Left to right: Nik Kovac, Rocky Marcoux, Michael Murphy and Bob Donovan
illustration by Johanna Goodman
Milwaukee’s City Hall has been remarkably short on political theater for the past decade. With some exceptions – particularly the confrontational tactics and bribery conviction of former Ald. Michael McGee Jr., and the combative rhetoric of Ald. Bob Donovan – city government has avoided the acrimony and factionalism that increasingly defines its county, state and federal counterparts.

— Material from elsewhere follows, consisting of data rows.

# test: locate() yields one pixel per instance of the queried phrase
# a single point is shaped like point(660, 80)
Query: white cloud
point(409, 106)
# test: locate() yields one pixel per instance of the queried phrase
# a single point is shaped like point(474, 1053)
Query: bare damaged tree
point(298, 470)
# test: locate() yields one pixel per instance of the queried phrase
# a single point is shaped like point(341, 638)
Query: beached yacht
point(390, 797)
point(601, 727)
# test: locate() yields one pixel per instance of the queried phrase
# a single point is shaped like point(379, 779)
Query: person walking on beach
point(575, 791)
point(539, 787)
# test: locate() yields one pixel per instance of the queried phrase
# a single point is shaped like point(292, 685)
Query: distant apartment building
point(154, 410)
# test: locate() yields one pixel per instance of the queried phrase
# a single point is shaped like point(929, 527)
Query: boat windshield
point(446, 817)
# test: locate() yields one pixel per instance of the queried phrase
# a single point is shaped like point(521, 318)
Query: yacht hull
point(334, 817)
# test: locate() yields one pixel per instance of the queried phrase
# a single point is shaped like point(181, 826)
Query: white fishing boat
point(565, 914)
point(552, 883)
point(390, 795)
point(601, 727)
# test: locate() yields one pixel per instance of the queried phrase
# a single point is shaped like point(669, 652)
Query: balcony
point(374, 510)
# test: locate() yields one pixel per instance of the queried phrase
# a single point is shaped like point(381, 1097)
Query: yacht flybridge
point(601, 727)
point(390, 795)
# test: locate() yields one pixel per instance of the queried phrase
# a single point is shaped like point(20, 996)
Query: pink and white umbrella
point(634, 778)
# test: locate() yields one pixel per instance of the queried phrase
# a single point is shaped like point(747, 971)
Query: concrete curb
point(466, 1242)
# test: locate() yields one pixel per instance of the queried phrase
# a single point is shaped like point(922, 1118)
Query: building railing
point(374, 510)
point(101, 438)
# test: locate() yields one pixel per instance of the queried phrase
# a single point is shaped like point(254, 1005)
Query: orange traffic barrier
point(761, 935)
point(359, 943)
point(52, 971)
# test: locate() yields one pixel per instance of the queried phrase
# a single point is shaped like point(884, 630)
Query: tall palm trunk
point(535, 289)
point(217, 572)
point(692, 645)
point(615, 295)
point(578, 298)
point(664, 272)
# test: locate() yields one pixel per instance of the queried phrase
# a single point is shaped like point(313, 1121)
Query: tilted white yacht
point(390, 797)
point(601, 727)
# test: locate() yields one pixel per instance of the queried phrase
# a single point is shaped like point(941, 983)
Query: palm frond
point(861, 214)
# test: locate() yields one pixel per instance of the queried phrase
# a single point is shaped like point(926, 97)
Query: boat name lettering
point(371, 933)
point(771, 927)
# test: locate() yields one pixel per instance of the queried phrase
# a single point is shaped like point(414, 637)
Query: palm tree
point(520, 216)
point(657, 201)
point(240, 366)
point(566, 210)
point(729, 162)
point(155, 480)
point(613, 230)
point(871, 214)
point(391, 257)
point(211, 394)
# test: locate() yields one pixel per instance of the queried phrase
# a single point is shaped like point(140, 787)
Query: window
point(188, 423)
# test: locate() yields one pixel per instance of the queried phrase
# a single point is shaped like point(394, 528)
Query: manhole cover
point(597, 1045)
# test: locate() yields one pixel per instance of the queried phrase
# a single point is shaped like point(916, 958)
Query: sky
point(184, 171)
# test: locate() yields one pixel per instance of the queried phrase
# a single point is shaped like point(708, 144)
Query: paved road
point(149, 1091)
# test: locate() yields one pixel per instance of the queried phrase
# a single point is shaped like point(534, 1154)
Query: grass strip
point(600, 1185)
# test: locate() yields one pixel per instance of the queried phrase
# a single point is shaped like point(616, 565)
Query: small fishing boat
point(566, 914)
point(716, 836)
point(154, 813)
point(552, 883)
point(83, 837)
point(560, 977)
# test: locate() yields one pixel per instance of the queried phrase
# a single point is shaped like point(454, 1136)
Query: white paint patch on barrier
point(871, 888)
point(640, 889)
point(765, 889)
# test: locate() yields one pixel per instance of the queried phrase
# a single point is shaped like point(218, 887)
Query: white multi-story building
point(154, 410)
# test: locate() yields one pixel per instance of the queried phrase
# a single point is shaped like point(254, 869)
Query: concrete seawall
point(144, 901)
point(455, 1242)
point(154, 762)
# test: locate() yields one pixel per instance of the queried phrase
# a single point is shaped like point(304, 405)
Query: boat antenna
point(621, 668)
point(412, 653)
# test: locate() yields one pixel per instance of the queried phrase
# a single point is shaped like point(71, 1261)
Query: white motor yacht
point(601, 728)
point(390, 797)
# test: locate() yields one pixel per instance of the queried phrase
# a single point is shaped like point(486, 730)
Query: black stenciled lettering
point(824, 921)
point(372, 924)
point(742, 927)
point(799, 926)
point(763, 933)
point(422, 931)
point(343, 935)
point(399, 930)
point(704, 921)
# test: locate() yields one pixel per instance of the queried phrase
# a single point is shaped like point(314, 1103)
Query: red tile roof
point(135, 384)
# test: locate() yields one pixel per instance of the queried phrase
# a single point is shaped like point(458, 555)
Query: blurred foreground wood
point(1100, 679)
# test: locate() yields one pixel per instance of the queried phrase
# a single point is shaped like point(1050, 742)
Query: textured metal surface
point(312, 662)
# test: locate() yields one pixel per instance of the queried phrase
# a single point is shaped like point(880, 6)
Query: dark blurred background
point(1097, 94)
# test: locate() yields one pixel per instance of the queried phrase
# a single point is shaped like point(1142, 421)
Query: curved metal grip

Insiders say much of the credit for keeping the city cool belongs to former Ald. Willie Hines Jr., who presided over the Common Council from April 2004 to Feb. 1 of this year. Hines agrees that his biggest accomplishment was getting the council to work together “for the greater good of the city.”
Now, with Hines’ departure to become associate director of the city Housing Authority, council members anticipate his successor, West Side Ald. Michael Murphy, will prompt the council to be more vocal and assertive, although not necessarily more contentious.
“I expect he’ll display the sharpness of his elbows a little bit more than I did,” Hines says, which could mean pressing Mayor Tom Barrett harder on carrying out council-
approved policies. Or, as Downtown Ald. Bob Bauman says, Murphy could attempt to “give the administration a stiffer backbone.”
Although Barrett, Murphy, Hines and most other council members agree on many issues, Murphy says he’s “a strong believer in checks and balances” who feels members should be able to disagree with each other and Barrett without personal attacks.
And whereas Hines was a low-profile supporter of Downtown and neighborhood development, council members expect Murphy to use the presidency to more visibly push his top issues. Murphy has already called for a regional summit on battling heroin abuse, and he’s a leading voice on the impact of mortgage foreclosures. He says his other priorities include addressing disproportionate black male unemployment and incarceration, and attracting residents interested in an urban lifestyle.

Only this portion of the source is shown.